# [ 2012 ] Schooner II Beach and Racquet Club



## thompson4654 (Jun 8, 2012)

I was trying to find if anybody on TUG has Schooner II Beach and Racquet Club, but was unsuccessful. Does anybody own this resort? What do you think about it? Does 2Br Presidential Ocean front unit, red floating week has an ability to exchange? What is trading power? Any input?


----------



## Gophesjo (Jun 8, 2012)

Have you checked out the spmresorts.com website for Schooner II?


----------



## thompson4654 (Jun 8, 2012)

I did checked website, but I still would like to hear from owners. Whoever owne this resort, are you happy with it? Did you get any nice trades?


----------



## KayVA (Jun 3, 2013)

*Schooner II*

I own a red wk., 1 BR @ Schooner II and am very pleased with the resort.  Have owned there for many yrs.  Have exchanged through RCI and II in past yrs. for some great Caribbean locations, but in last few yrs. have preferred to bring the family down to enjoy the resort.


----------



## LisaH (Jun 3, 2013)

I'm also an owner of a 1BR supreme season week and I am happy with it.
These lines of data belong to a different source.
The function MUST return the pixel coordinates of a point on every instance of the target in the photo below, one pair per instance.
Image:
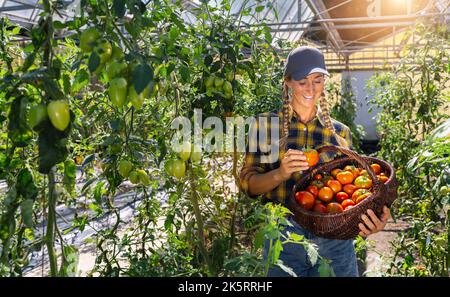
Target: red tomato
(353, 170)
(334, 207)
(317, 183)
(362, 197)
(334, 185)
(312, 156)
(363, 182)
(350, 188)
(320, 208)
(345, 177)
(341, 196)
(305, 199)
(346, 203)
(335, 171)
(383, 178)
(326, 194)
(313, 190)
(358, 193)
(376, 168)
Many nice trades to Hawaii, SoCal and Lake Tahoe. What would you like to know?


----------



## jtbrighten (Jun 18, 2014)

*Schooner II*

I am a new owner at Schooner II.  I have rented at Jade Tree Cove, an SPM Resort sister property for years.  I finally decided to buy and found a Schooner 2 resale.  (1 bedroom supreme season)

There is currently construction next door where a Hilton Grand Vacations Club is being built.  I think the construction should be over in about another year.  There is plenty of space between the Schooner II and the new property, so the views should be great on that side of the building when its finished.
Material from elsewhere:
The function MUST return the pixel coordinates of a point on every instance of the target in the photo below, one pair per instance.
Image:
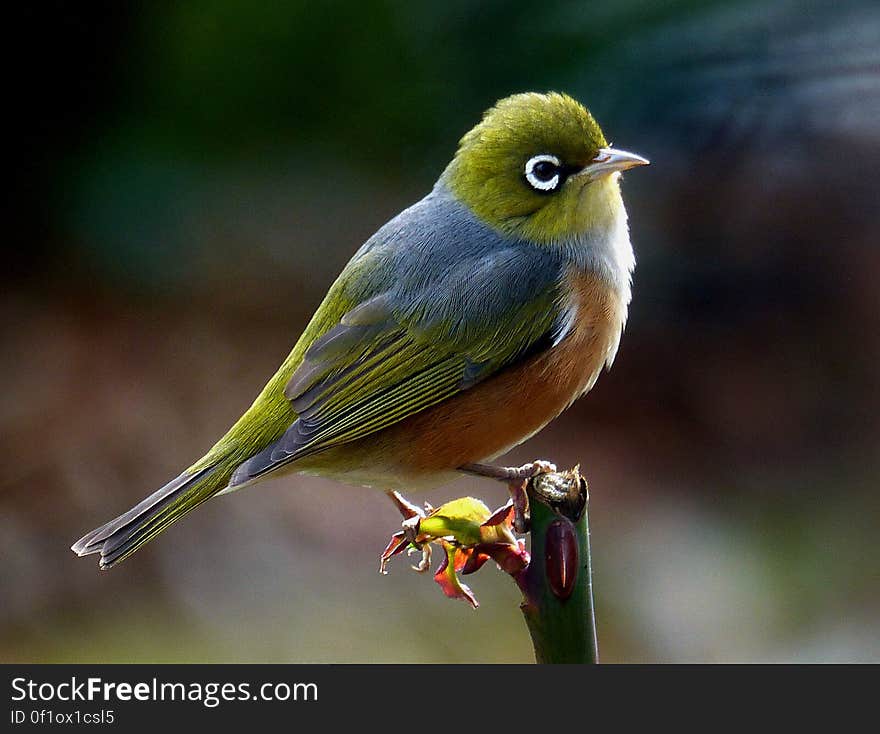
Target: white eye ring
(539, 183)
The 1 bedroom units at Schooner II are side ocean view units, but have a decent view of the city and the ocean.  I like the 1 bedroom unit layouts better than the 2 bedroom units.  (Note:  The one bedroom units have an alcove area with bunk beds for smaller children and an L-Shape Sofa with pull out queen mattress.)

If you do some searching on hotel booking websites you will see lots of photos of the property.  I believe there are two laundry facilities in the building, but since its an older property there isn't a washer/dryer in the unit.  The boardwalk is a pleasant walk and there are a few restaurants, a coffee shop and bar across the street one block away.


----------